Die PKK hat auf die Drohungen der türkischen Regierung mit Vergeltung gedroht. Agit Civiyan, PKK-Kommandant und einer der Hauptverantwortlichen des militärischen Flügels in Shingal, sagte gegenüber dem kurdischen Nachrichtensender NRT, man bereite sich auf einen Angriff der Türkei vor und werde auf einen solchen Angriff entsprechend antworten.

Im besonderen Interesse des türkischen Hegemoniestrebens steht auch die benachbarte Stadt Tal Afar, die wenige Kilometer westlich der Shingal-Region liegt. Dort lebte bis zum Aufkommen der IS-Terrormiliz auch eine große Zahl schiitischer Turkmenen. Die Türkei sieht sich als Schutzmacht der türkischsprachigen Minderheit im Irak.

Ein Angriff der Türkei in Shingal scheint zumindest bis jetzt unwahrscheinlich. Die Êzîden befürchten dennoch zwischen die Fronten zu geraten. In Shingal schwelt derzeit ohnehin ein Machtkampf zwischen der PKK und der ebenfalls kurdischen PDK-Partei des amtierenden kurdischen Präsidenten Massoud Barzani. Die PDK-geführte kurdische Regierung pflegt enge wirtschaftliche und politische Kontakte zur türkischen Regierung. Ein Vorgehen der Peshmerga gegen die PKK in Shingal mithilfe der Türkei erscheint daher wahrscheinlicher als ein türkischer Einmarsch. In den vergangenen Wochen kam es bereits zu Kämpfen zwischen Peshmerga-Milizen der PDK und der PKK im Norden Shingals.

Sowohl die PDK als auch die Türkei haben jedoch mehrfach betont und signalisiert, dass ein alleiniger Abzug der PKK aus Shingal nicht ausreiche. Die êzîdîsche YBŞ gilt beiden als PKK-Ableger. Ihre Vertreibung oder Auflösung ist jedoch unrealistisch. Die YBŞ-Einheit besteht aus lokalen Êzîden, die seit dem Völkermord der IS-Terrormiliz als Selbstverteidigungskräfte in Shingal aktiv sind. Kommandeure der YBŞ haben bereits angedeutet, einen Angriff der Türkei sowie der PDK auf ihre Kämpfer und Stützpunkte nicht hinzunehmen.

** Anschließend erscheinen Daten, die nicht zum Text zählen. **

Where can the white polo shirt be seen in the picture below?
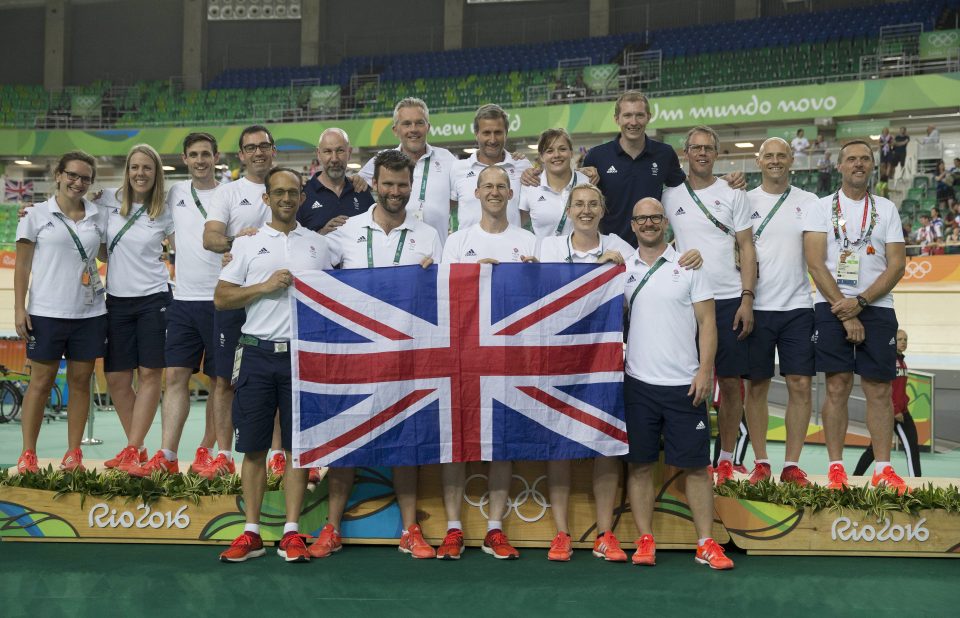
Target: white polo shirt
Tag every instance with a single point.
(694, 231)
(662, 342)
(257, 257)
(197, 269)
(783, 284)
(239, 205)
(472, 244)
(887, 230)
(350, 239)
(546, 206)
(463, 186)
(134, 267)
(560, 249)
(435, 205)
(55, 287)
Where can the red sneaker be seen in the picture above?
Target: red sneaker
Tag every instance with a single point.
(793, 474)
(452, 545)
(837, 477)
(497, 545)
(201, 460)
(247, 545)
(712, 555)
(761, 472)
(72, 461)
(277, 464)
(560, 549)
(220, 466)
(891, 479)
(28, 462)
(327, 543)
(724, 472)
(646, 553)
(411, 542)
(607, 546)
(292, 548)
(157, 462)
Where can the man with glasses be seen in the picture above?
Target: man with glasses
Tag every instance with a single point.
(431, 176)
(783, 309)
(331, 197)
(237, 209)
(258, 279)
(853, 243)
(709, 215)
(669, 375)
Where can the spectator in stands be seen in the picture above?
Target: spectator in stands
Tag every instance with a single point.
(900, 150)
(932, 137)
(887, 156)
(800, 144)
(57, 246)
(904, 426)
(824, 174)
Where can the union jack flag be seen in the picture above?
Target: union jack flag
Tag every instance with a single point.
(17, 190)
(461, 362)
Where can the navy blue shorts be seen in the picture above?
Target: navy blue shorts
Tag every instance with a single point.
(82, 339)
(732, 359)
(264, 384)
(874, 359)
(654, 411)
(190, 335)
(791, 334)
(136, 332)
(226, 333)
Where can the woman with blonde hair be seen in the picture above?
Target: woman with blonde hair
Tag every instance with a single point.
(138, 294)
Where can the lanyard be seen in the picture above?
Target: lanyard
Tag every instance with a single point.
(396, 257)
(660, 261)
(766, 220)
(563, 217)
(73, 235)
(703, 209)
(840, 225)
(570, 248)
(126, 226)
(196, 200)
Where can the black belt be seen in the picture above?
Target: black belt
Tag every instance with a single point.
(277, 347)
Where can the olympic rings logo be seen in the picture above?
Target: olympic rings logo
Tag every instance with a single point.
(513, 504)
(942, 39)
(917, 270)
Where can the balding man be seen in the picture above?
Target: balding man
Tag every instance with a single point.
(330, 198)
(782, 311)
(669, 375)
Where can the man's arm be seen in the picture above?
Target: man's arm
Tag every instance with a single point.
(707, 326)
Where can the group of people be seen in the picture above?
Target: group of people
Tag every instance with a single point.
(731, 291)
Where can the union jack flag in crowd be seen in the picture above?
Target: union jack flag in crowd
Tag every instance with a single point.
(461, 362)
(17, 190)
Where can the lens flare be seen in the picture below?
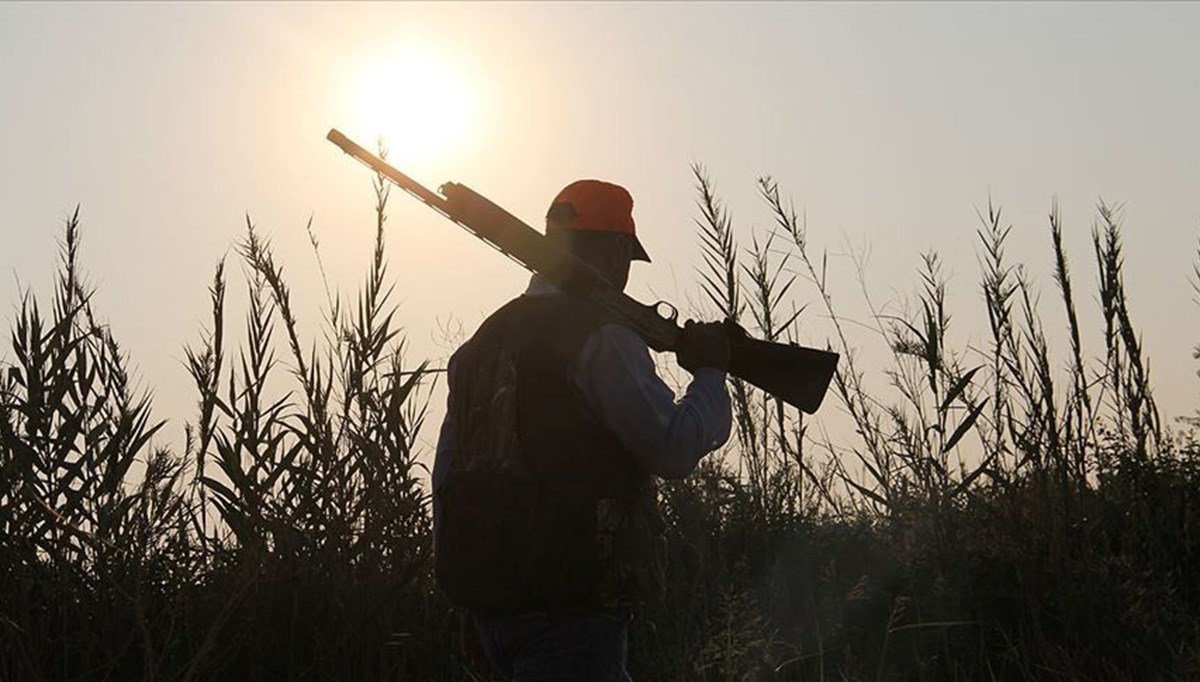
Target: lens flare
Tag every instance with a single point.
(417, 101)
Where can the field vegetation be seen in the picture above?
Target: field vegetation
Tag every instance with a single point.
(994, 515)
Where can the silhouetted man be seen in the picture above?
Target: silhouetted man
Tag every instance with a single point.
(546, 520)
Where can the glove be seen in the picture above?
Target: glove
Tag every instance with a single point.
(703, 345)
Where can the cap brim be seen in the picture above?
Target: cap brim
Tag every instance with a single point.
(639, 251)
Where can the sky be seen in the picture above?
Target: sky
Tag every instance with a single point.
(891, 126)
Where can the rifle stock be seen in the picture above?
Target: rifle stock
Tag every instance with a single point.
(796, 375)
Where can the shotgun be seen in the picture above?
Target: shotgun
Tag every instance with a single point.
(793, 374)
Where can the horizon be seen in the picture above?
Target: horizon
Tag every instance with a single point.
(888, 125)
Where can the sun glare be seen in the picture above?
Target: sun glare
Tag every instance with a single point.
(417, 101)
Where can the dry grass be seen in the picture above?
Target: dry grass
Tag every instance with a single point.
(993, 518)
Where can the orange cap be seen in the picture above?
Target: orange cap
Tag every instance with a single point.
(598, 207)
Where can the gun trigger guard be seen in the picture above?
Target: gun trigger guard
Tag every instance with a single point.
(672, 312)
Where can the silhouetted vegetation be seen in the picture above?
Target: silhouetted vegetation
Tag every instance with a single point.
(999, 518)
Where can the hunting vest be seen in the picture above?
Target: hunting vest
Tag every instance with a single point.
(541, 508)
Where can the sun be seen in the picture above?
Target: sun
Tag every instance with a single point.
(417, 100)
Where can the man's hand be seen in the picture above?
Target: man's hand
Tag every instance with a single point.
(703, 345)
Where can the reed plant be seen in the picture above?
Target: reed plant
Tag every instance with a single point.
(990, 513)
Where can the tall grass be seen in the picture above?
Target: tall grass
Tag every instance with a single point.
(991, 513)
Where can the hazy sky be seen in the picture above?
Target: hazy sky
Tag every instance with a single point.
(891, 125)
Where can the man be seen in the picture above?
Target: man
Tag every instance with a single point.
(546, 521)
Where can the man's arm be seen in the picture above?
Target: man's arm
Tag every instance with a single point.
(616, 375)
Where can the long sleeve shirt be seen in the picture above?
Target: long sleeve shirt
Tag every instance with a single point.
(616, 377)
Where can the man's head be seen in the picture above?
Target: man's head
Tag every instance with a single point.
(594, 220)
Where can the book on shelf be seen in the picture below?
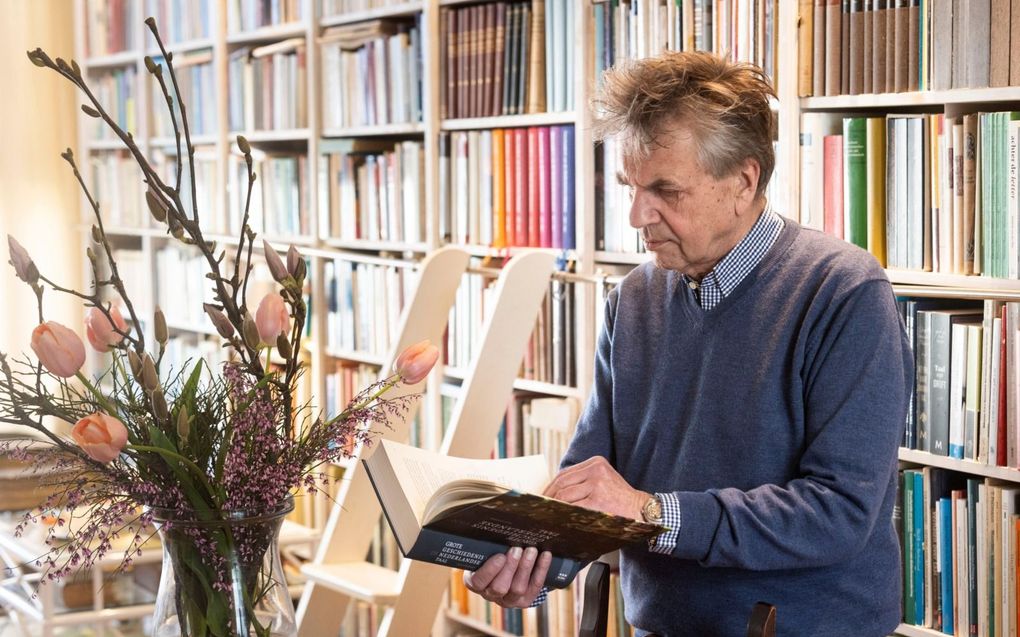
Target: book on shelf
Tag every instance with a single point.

Der Machtkampf in Shingal wird mit der Ankündigung Erdogans durch eine weitere Konfliktebene verschärft, der auch mit dem Abzug der PKK nicht gelöst werden könnte.  Die YBŞ steht unabhängig von der PKK im Konflikt mit der PDK-Partei, deren Milizen den Völkermord an den Êzîden im August 2014 erst ermöglichten. Eine Entwaffnung der YBŞ durch die PDK wird daher kaum umsetzbar sein.

Die irakische Regierung erhebt ebenfalls Anspruch auf die umkämpfte Shingal-Region, die offiziell noch Teil des Zentralstaates ist. Ein türkischer Einmarsch würde, anders als die Bombardements im PKK-Rückzugsgebiet Kandil, die Souveränität des Irak direkt in Frage stellen und eine Intervention irakischer Truppen, vor allem der schiitischen Milizen, auf den Plan rufen. Der Streit zwischen der irakischen Regierung und der Türkei drohte bereits zu eskalieren, als die Türkei ohne Zustimmung des Irak eine Militärbasis in Bashiqa errichtete. Bashiqa ist mehrheitlich êzîdîsch geprägt und wird von der PDK-Partei kontrolliert.

Leidtragende des Machtkampfes um Shingal sind vor allem die êzîdîschen Flüchtlinge, die unter dem Eindruck des Völkermordes seit fast drei Jahren in Flüchtlingslagern ausharren. Und das, obwohl der Norden der Shingal-Region seit über zwei Jahren befreit ist. Ein Wiederaufbau wird jedoch aus politischem Interesse heraus weder von der irakischen noch von der kurdischen Regierung vorangetrieben und teils bewusst verhindert.